Anybody familiar with the short Beatles cartoons produced for US TV (in which George Harrison appeared to have an Indian accent) would have expressed grave doubts that the same company, Brodax, might have been able to make not just a decent full length animated Beatle movie, but a brilliant one.
And yet this is what happened. Despite a tortuous route to production and despite (or because of) an almost total lack of Beatles involvement, Yellow Submarine turned out to be probably the first great non-Disney animated movie, a modernesque collection of pop songs (the “Eleanor Rigby” sequence is a masterpiece of 1960s melancholia) and a genuinely funny film for children, adults and potheads.
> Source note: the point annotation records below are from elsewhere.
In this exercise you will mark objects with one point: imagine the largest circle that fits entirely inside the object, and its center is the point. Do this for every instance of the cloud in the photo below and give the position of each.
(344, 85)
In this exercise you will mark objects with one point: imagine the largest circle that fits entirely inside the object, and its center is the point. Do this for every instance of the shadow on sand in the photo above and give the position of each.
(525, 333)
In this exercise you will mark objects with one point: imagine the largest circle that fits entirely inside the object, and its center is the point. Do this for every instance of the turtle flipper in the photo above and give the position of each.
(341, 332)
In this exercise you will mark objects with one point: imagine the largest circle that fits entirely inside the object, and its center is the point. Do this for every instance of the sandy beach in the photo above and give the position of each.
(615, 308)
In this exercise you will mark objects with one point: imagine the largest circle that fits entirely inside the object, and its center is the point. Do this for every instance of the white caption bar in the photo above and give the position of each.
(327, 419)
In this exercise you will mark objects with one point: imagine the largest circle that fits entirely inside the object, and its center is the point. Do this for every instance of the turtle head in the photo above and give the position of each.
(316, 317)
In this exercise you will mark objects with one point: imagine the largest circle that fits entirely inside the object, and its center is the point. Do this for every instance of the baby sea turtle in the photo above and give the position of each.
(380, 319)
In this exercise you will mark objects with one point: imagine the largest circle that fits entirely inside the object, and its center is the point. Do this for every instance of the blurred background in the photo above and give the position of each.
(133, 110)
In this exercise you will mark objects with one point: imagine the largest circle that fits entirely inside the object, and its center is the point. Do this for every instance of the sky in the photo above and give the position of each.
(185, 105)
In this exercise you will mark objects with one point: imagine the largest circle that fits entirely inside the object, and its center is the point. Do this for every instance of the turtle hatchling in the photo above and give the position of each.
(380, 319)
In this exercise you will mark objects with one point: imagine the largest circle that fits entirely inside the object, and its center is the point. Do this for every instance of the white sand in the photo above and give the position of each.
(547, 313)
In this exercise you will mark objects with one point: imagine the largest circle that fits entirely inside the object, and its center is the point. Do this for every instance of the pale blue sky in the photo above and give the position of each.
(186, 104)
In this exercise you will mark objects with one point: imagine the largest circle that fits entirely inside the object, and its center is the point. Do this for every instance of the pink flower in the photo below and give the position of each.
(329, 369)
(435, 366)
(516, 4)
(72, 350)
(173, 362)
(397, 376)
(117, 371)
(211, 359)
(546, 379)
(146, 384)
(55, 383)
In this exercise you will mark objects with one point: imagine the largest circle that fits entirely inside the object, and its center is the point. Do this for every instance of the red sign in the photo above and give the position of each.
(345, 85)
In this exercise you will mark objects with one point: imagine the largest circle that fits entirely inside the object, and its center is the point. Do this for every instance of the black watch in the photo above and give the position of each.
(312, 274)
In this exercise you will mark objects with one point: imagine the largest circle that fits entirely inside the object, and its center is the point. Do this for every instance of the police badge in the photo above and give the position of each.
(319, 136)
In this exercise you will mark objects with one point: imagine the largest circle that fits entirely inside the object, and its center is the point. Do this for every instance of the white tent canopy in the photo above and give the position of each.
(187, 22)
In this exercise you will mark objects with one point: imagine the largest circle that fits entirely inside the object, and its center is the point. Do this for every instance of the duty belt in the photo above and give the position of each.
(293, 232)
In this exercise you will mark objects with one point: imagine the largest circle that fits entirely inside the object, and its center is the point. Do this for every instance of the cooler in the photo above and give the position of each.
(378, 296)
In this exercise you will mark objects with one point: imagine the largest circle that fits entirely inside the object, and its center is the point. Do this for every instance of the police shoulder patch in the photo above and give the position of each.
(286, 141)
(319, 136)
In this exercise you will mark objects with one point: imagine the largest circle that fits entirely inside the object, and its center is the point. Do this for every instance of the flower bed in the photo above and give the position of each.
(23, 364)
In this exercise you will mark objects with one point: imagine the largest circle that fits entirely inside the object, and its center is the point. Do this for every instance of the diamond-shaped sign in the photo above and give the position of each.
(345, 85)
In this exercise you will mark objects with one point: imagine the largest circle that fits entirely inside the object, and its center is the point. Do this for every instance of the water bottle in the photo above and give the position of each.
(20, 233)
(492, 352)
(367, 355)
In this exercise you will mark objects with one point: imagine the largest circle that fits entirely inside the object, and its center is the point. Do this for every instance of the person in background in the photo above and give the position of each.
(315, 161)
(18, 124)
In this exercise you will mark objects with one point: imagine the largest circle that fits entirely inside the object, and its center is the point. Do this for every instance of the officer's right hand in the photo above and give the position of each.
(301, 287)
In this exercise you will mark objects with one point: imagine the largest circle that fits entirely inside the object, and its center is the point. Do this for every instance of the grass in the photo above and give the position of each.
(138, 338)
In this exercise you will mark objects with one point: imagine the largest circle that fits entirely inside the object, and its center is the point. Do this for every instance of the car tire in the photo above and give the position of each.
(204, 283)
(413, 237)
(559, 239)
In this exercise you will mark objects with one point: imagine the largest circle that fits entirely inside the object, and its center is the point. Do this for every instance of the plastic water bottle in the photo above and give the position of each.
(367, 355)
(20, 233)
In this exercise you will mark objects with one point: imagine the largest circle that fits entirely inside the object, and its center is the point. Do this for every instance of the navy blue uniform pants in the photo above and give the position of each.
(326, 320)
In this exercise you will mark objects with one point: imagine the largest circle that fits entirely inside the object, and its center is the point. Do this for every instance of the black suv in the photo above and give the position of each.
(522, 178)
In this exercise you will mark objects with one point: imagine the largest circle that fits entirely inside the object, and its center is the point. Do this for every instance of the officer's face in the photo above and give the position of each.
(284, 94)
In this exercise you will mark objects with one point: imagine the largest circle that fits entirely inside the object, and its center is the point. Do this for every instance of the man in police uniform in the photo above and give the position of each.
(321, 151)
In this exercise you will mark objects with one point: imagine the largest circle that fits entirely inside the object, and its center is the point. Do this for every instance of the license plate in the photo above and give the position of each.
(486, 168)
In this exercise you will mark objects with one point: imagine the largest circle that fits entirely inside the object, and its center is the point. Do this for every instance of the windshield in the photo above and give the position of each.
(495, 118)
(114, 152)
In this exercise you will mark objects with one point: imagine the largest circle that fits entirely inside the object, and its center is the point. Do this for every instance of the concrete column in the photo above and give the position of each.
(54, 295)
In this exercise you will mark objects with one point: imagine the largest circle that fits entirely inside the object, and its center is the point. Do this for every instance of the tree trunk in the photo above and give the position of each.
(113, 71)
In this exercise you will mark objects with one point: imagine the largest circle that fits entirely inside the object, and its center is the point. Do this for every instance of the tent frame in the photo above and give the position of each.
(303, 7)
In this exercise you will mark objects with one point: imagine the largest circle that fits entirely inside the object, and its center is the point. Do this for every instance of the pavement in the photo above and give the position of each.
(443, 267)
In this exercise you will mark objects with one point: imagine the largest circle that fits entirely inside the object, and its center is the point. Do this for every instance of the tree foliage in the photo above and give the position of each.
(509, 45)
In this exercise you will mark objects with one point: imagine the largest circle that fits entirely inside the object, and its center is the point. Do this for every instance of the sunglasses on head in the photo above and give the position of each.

With a script by, among others, Eric “Love Story” Segal, voices by, among others, Paul Angelis and Lance Percival, and super animation (mostly dominated by Alan Aldridge), Yellow Submarine is a film whose Beatle contribution is entirely and solely musical (with great offcuts like “Hey Bulldog” and “It’s All Too Much”) yet which encapsulates the wit, optimism and sheer oddness of Summer of Love Fabs better than the actual Beatles could (it’s a lot better than Magical Mystery Tour, that’s for sure.)
With a superbly sympathetic George Martin soundtrack and, in the Blue Meanies, some of the perviest screen villains of the 1960s, Yellow Submarine is a lot better than it could have been (if we’re honest, it’s a lot better than Help! as well). This new version is cleaned up to perfection and features lots of fun, if rather brief extras (though none briefer than the Beatles’ actual appearance in the movie). It would have been nice to have Martin’s soundtrack included as well as the spurious Songtrack album, but perhaps Apple are saving that for the next reboot.
EXTRAS: “Songtrack” CD, Mod Odyssey (7 minute making-of documentary), original theatrical trailer, audio commentary by the producer and the art director Heinz Edelmann, storyboard sequences, interviews with writer Eric Segal, cast and crew, reproductions of animation cels, stickers, and a 16-page booklet including an essay by John Lasseter.